The majority of the closures of sources of cash during the lockdown occurred in areas where alternative sources were still operating not far away. On average, only one in thirty (3.3%) closures resulted in a material reduction of access to cash for local residents.
However, there was significant geographic variation in the likelihood of closures having material impact on access. Almost three quarters (74%) of Covid-related closures of cash sources have been in large and medium urban areas, where the likelihood of an individual closure resulting in a loss of access within three miles was extremely low (0.21%).
But among the closures of cash sources in rural areas due to Covid-19 one out of nine (11.7%) led to local residents losing access to cash within a 3 mile radius.
The impact also varied by the type of the cash source that was withdrawn. Among ATMs and bricks and mortar branch closures, around 5% left local residents with no alternative nearby. But the impact of mobile branch and Post Office closures was more pronounced. More than 15% of closures of these services led to a loss of access to cash within 3 miles for local residents.

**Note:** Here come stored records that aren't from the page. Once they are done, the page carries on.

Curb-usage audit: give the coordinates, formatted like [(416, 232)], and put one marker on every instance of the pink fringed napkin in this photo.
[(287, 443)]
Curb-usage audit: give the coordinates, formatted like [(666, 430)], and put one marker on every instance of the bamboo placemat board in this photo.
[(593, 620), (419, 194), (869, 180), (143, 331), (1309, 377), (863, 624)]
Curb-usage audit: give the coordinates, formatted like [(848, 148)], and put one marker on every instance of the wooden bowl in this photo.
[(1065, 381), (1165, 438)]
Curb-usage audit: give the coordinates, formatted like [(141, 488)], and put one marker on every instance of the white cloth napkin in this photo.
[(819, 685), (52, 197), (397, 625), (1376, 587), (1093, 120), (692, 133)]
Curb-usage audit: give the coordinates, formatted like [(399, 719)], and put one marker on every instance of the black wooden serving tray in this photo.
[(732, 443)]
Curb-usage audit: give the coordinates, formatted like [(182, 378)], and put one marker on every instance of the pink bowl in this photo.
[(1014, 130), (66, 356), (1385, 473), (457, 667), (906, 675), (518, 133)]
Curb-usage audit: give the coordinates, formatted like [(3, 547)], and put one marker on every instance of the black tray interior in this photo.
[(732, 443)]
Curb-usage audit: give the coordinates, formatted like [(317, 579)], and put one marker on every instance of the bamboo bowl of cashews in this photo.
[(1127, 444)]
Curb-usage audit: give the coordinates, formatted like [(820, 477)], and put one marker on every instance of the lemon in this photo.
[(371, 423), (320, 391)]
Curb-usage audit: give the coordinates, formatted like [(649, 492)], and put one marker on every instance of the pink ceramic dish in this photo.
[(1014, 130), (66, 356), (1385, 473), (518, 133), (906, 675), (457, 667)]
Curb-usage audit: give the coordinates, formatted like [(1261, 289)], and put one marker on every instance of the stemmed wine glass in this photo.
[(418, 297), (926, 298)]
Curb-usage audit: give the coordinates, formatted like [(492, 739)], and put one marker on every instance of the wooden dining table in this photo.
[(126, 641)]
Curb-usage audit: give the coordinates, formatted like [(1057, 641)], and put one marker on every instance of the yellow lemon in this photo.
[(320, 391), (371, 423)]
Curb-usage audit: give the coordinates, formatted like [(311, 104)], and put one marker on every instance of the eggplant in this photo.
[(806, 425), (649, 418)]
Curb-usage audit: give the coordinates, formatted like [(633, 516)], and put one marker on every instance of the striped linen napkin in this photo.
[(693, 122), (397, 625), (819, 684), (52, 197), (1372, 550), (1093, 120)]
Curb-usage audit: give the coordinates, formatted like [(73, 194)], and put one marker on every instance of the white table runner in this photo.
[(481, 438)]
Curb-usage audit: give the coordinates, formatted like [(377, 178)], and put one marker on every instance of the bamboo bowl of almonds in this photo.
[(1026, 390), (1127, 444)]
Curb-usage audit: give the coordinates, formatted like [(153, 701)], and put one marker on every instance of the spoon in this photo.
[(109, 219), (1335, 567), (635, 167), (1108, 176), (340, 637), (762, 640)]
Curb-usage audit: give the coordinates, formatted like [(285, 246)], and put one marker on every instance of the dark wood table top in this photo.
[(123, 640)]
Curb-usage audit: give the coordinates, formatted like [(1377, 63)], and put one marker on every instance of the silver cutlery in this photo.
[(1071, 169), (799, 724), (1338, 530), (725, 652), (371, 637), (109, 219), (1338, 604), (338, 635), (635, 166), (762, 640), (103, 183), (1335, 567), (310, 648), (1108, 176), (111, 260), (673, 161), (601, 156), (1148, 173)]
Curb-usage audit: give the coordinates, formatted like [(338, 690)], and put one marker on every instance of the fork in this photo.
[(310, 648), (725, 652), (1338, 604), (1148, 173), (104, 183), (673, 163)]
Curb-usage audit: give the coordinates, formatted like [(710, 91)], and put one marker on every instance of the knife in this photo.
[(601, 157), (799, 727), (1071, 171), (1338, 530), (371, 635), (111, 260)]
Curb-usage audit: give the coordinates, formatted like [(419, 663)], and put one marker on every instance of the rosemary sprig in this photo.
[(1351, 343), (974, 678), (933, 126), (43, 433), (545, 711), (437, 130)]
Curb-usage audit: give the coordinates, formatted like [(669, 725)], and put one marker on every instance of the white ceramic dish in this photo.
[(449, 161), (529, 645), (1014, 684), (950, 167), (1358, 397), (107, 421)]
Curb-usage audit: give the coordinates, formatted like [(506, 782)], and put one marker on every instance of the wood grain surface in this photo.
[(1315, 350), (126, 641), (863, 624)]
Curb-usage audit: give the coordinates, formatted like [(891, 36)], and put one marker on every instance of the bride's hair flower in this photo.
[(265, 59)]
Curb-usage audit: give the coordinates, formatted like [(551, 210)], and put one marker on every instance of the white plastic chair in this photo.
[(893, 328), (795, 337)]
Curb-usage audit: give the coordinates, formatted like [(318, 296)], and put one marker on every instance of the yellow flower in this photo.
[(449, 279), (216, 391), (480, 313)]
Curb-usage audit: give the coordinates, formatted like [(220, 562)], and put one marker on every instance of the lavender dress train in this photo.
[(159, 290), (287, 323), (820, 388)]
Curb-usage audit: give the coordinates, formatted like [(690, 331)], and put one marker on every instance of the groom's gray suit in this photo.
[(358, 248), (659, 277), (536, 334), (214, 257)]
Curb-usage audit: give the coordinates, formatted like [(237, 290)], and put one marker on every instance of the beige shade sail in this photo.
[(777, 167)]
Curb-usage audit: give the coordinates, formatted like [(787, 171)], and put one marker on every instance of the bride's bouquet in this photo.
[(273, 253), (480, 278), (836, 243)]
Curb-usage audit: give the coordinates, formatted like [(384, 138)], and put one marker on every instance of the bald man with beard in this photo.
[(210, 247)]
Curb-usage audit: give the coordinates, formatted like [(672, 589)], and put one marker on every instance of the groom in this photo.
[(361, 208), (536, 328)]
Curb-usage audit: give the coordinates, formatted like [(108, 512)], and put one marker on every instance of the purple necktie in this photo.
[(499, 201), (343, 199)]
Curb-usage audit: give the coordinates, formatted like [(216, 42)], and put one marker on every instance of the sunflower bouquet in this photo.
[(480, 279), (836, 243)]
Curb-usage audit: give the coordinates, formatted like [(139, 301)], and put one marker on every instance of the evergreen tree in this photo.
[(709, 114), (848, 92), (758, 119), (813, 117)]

Share of closures which led to loss of cash access within 3 miles, by type of cash source.
The Covid-19 crisis put the UK’s cash infrastructure to the test. While the aggregate picture may show access to cash was sustained for the overwhelming majority of the population, it has revealed the points of weakness – those areas which by nature of their location or the type of cash services upon which they depend are more at risk in the event of a lockdown or similar crisis.
This real-time study of access to cash during the Covid-19 crisis forms a part of a larger body of ongoing work being carried out to ensure that access to cash is maintained in the longer term.
As part of the wider programme, the FCA, PSR, and researchers from the University of Bristol aim to build upon this initial Covid-19 mapping work to create a more comprehensive picture of cash access across the UK and to better understand demand for cash among consumers. We are using this analysis to inform our work with the Joint Authorities Cash Strategy group, that includes the FCA, PSR, Bank of England, and HM Treasury, to develop suitable solutions for cash access over the longer term.